Trois mois qui remodèlent physiquement le cortex
C'est là que la curiosité cesse d'en être une pour devenir des neurosciences. Dans une étude dirigée par Richard Haier, 26 adolescentes ont joué à Tetris 30 minutes par jour pendant trois mois, avec des examens du cerveau avant et après. Deux choses ont changé.

D'abord, le cortex s'est physiquement épaissi dans des régions précises — surtout l'aire de Brodmann 6, une bande de cortex frontal impliquée dans la planification des mouvements complexes et coordonnés, ainsi que des portions du lobe temporal gauche. Le fait de jauger sans cesse des formes et de décider où les poser avait, de manière mesurable, construit davantage de cerveau là où le travail se faisait.
Ensuite — et c'est le paradoxe magnifique — le cerveau est devenu plus paresseux, dans le meilleur sens du terme. Au début, Tetris allume de larges pans du cortex et brûle beaucoup de glucose : le cerveau jette de l'énergie sur un problème inconnu. Mais après quelques semaines d'entraînement, alors même que les joueuses devenaient nettement meilleures, leur cerveau dépensait moins d'énergie pour y arriver. La consommation de glucose a chuté. Et celles qui progressaient le plus montraient les plus fortes baisses. C'est la signature de l'efficience neuronale : la compétence, ce n'est pas plus d'activité, c'est le cerveau qui apprend à en faire davantage avec moins de carburant — en posant des circuits plus propres et moins coûteux pour une tâche qu'il maîtrise désormais.

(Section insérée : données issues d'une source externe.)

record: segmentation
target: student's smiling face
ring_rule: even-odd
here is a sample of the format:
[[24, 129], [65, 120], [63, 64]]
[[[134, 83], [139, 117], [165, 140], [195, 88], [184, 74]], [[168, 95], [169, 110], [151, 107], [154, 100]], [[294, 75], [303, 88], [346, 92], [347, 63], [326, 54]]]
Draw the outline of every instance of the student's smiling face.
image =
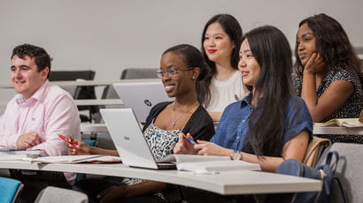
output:
[[247, 39], [242, 42], [239, 58], [238, 69], [241, 71], [243, 84], [255, 86], [261, 74], [261, 68], [250, 49]]
[[220, 24], [216, 22], [207, 27], [203, 46], [209, 60], [218, 63], [230, 61], [235, 44]]
[[47, 80], [49, 68], [38, 71], [34, 58], [25, 56], [24, 58], [15, 55], [12, 58], [12, 82], [18, 94], [29, 99]]
[[304, 23], [297, 34], [297, 57], [304, 66], [309, 61], [313, 53], [316, 52], [316, 38], [313, 30]]
[[195, 71], [197, 68], [191, 69], [184, 62], [182, 54], [177, 51], [166, 53], [160, 59], [160, 71], [177, 71], [174, 76], [164, 74], [162, 82], [165, 91], [169, 97], [182, 96], [195, 88]]

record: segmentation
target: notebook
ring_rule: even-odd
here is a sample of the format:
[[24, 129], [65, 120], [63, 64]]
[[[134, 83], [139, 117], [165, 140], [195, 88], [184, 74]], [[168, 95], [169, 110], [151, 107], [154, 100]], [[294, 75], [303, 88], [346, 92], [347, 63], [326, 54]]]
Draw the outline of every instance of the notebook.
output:
[[162, 102], [174, 101], [167, 96], [161, 81], [114, 83], [113, 88], [127, 108], [133, 109], [138, 121], [145, 123], [151, 108]]
[[102, 109], [110, 136], [125, 165], [153, 169], [176, 169], [173, 162], [157, 162], [132, 109]]

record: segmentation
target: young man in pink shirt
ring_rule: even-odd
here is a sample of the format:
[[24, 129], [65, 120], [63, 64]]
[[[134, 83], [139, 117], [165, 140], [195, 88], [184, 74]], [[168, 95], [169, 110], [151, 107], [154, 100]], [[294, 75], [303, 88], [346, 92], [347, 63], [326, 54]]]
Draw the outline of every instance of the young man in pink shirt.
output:
[[[11, 58], [11, 79], [18, 94], [0, 117], [0, 149], [42, 149], [46, 155], [67, 154], [58, 134], [81, 139], [80, 116], [72, 96], [48, 81], [50, 56], [42, 48], [23, 44], [12, 50]], [[45, 181], [50, 172], [11, 170], [11, 174], [26, 182], [27, 192], [27, 181]], [[59, 184], [67, 185], [63, 173], [58, 175]], [[65, 176], [68, 183], [74, 179], [73, 174]]]

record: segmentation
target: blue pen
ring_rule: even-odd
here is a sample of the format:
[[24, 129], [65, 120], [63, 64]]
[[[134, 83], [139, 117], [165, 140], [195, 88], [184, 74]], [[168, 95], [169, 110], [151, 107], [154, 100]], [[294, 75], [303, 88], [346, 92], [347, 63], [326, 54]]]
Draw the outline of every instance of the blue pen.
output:
[[189, 141], [189, 143], [191, 143], [191, 144], [193, 144], [193, 145], [197, 145], [197, 143], [196, 141], [194, 141], [193, 139], [189, 139], [189, 138], [187, 138], [187, 137], [185, 137], [185, 136], [182, 136], [182, 138], [183, 138], [185, 140]]

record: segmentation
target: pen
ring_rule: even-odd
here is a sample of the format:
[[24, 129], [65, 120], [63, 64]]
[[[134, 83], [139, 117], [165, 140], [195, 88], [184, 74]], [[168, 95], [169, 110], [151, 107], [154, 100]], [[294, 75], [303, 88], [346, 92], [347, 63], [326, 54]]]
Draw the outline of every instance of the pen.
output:
[[71, 144], [71, 145], [73, 145], [73, 146], [74, 146], [74, 147], [77, 147], [77, 144], [75, 144], [75, 143], [73, 142], [73, 141], [68, 140], [68, 139], [66, 139], [65, 136], [63, 136], [63, 135], [58, 135], [58, 136], [59, 136], [59, 138], [61, 138], [63, 140], [68, 142], [69, 144]]
[[197, 145], [197, 143], [196, 141], [194, 141], [193, 139], [189, 139], [189, 138], [187, 138], [187, 137], [185, 137], [185, 136], [182, 136], [182, 138], [183, 138], [185, 140], [189, 141], [189, 143], [191, 143], [191, 144], [193, 144], [193, 145]]

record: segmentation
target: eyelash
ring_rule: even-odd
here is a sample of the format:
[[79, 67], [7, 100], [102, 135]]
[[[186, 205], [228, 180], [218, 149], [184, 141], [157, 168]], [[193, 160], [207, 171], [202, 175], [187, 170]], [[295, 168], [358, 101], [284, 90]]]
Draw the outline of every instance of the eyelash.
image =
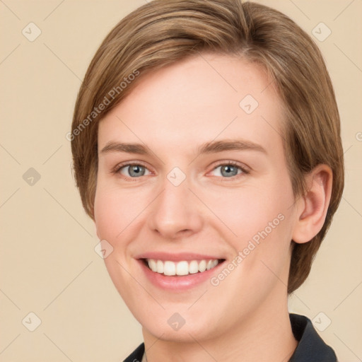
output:
[[[141, 162], [129, 162], [129, 163], [121, 163], [119, 165], [117, 165], [115, 168], [115, 170], [112, 171], [112, 173], [113, 173], [113, 174], [120, 174], [120, 170], [122, 168], [126, 168], [127, 166], [133, 166], [133, 165], [143, 166], [145, 168], [147, 168], [147, 167], [145, 165], [144, 165]], [[234, 167], [236, 167], [236, 168], [239, 168], [242, 171], [242, 173], [237, 174], [235, 176], [232, 176], [230, 177], [219, 177], [218, 176], [216, 176], [218, 178], [221, 178], [222, 182], [225, 182], [225, 181], [228, 182], [229, 180], [228, 180], [228, 179], [230, 179], [230, 180], [233, 181], [233, 180], [235, 180], [235, 179], [238, 179], [240, 176], [243, 176], [243, 175], [247, 175], [247, 174], [250, 173], [250, 171], [248, 170], [246, 170], [245, 168], [242, 167], [237, 162], [232, 161], [232, 160], [221, 161], [219, 163], [216, 164], [213, 168], [213, 169], [211, 170], [214, 171], [214, 170], [215, 170], [216, 168], [218, 168], [220, 166], [229, 166], [229, 165], [234, 166]], [[137, 179], [139, 178], [139, 177], [129, 177], [127, 176], [124, 176], [124, 175], [122, 175], [122, 177], [127, 181], [131, 181], [131, 182], [132, 182], [132, 181], [137, 181]]]

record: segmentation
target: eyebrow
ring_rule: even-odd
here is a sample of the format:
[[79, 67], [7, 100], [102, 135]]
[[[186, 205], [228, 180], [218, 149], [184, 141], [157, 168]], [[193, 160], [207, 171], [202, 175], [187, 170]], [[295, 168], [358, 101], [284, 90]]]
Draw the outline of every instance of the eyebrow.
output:
[[[224, 151], [256, 151], [267, 154], [261, 145], [245, 140], [212, 141], [201, 145], [197, 149], [197, 156], [203, 153], [214, 153]], [[100, 151], [100, 153], [109, 152], [125, 152], [139, 155], [149, 155], [150, 149], [141, 144], [124, 144], [108, 142]]]

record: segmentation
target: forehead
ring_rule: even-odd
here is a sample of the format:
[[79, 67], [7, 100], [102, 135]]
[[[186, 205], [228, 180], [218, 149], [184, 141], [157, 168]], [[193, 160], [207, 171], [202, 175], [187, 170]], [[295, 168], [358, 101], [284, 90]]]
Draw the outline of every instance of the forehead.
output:
[[281, 101], [257, 64], [200, 54], [140, 77], [100, 122], [99, 148], [115, 141], [176, 151], [240, 137], [266, 148], [281, 144]]

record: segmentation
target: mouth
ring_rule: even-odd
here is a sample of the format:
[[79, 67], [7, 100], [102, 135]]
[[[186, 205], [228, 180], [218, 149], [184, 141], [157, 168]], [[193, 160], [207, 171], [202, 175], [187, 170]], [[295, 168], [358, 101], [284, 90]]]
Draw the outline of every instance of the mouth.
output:
[[225, 261], [224, 259], [203, 259], [200, 260], [160, 260], [142, 259], [144, 264], [152, 272], [167, 276], [185, 276], [211, 270]]

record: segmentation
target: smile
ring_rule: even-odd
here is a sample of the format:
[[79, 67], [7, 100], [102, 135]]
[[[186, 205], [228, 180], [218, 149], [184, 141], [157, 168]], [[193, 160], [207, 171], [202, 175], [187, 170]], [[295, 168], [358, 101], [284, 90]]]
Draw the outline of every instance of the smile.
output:
[[144, 259], [148, 268], [160, 274], [168, 276], [185, 276], [203, 273], [216, 267], [221, 261], [218, 259], [202, 260], [182, 260], [180, 262], [171, 262], [169, 260], [159, 260], [155, 259]]

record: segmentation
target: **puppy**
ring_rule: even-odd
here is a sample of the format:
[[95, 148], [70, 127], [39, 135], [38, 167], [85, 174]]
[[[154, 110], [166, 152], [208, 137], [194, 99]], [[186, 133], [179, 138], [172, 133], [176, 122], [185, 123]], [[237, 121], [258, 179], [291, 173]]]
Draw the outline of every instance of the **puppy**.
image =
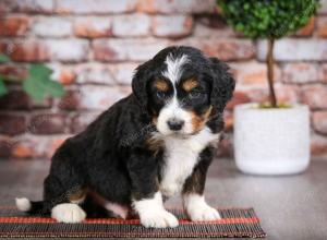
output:
[[228, 70], [192, 47], [161, 50], [136, 69], [130, 96], [59, 147], [44, 200], [16, 199], [17, 207], [62, 223], [136, 214], [165, 228], [179, 221], [162, 202], [181, 193], [192, 220], [219, 219], [204, 188], [234, 89]]

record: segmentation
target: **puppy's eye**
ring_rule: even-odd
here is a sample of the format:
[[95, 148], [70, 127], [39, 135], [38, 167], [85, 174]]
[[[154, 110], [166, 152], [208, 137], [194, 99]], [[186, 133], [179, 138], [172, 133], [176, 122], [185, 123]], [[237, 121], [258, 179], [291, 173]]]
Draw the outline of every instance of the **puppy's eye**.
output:
[[191, 98], [191, 99], [198, 99], [198, 98], [201, 98], [201, 97], [203, 97], [203, 93], [201, 93], [201, 92], [195, 92], [195, 91], [193, 91], [193, 92], [190, 92], [190, 94], [189, 94], [189, 97]]
[[157, 97], [158, 97], [159, 99], [165, 99], [165, 98], [166, 98], [166, 93], [162, 92], [162, 91], [158, 91], [158, 92], [157, 92]]

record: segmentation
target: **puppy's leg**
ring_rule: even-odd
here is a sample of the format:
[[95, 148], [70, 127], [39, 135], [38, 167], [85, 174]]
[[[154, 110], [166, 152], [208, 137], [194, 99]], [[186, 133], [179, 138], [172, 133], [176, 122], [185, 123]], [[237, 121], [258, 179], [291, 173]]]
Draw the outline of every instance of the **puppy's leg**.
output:
[[81, 223], [86, 218], [86, 213], [78, 205], [84, 197], [85, 190], [77, 184], [63, 184], [51, 175], [45, 180], [45, 201], [51, 207], [51, 217], [60, 223]]
[[132, 206], [145, 227], [177, 227], [178, 219], [164, 207], [159, 192], [158, 166], [152, 153], [137, 152], [129, 159], [132, 180]]
[[186, 179], [183, 187], [182, 197], [184, 208], [194, 221], [220, 219], [219, 213], [210, 207], [204, 197], [206, 173], [211, 161], [209, 149], [201, 155], [201, 161], [194, 168], [193, 173]]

Tetris contre le flash-back
Le chapitre le plus surprenant est médical. Un souvenir traumatique a tendance à rejouer sous forme d'image involontaire — l'éclat des phares, l'instant du choc — et ces flash-backs visuels s'appuient sur la même machinerie visuo-spatiale que le cerveau utilise pour, justement, jouer à Tetris. Des chercheurs d'Oxford et de l'Institut Karolinska, en Suède, ont eu une idée audacieuse : et si on donnait à cette machinerie autre chose à mâcher, peu après le traumatisme, avant que le souvenir ne durcisse ?
Dans un premier essai de preuve de concept, des rescapés d'accidents de la route, aux urgences, ont brièvement repensé à leur accident puis joué à Tetris. Au cours de la semaine suivante, ils ont eu nettement moins de souvenirs intrusifs que ceux qui n'avaient pas joué. L'effet a tenu et s'est confirmé à plus grande échelle. Dans un essai ultérieur portant sur 99 soignants porteurs de souvenirs traumatiques liés à la pandémie de COVID-19, une intervention fondée sur Tetris a réduit les souvenirs intrusifs d'environ dix fois après un mois, et à six mois, près de 70 % étaient débarrassés de ces flash-backs. L'explication dominante est élégante : un flash-back et un tétromino qui tombe se disputent le même espace visuo-spatial limité. Remplissez cet espace de blocs qui pivotent au bon moment, et il reste tout simplement moins de place pour que le souvenir s'imprime.
La chute
Ainsi, la même bizarrerie qui vous fait voir des blocs tomber derrière vos paupières n'est, au fond, qu'un des tours préférés du cerveau — prendre un motif vif et exigeant et le rejouer hors ligne pour lui donner du sens. D'habitude, cela signifie simplement que vous rêvez en tétrominos. Mais visé délibérément, ce même mécanisme peut être retourné et utilisé contre le traumatisme, en chassant un flash-back avec un bloc qui tombe. C'est une chose rare : un jeu de puzzle de 1984, imaginé par un informaticien soviétique du nom d'Alexeï Pajitnov, qui s'est révélé être une petite clé discrète de la façon dont la mémoire se fabrique — et, parfois, dont elle peut être doucement défaite.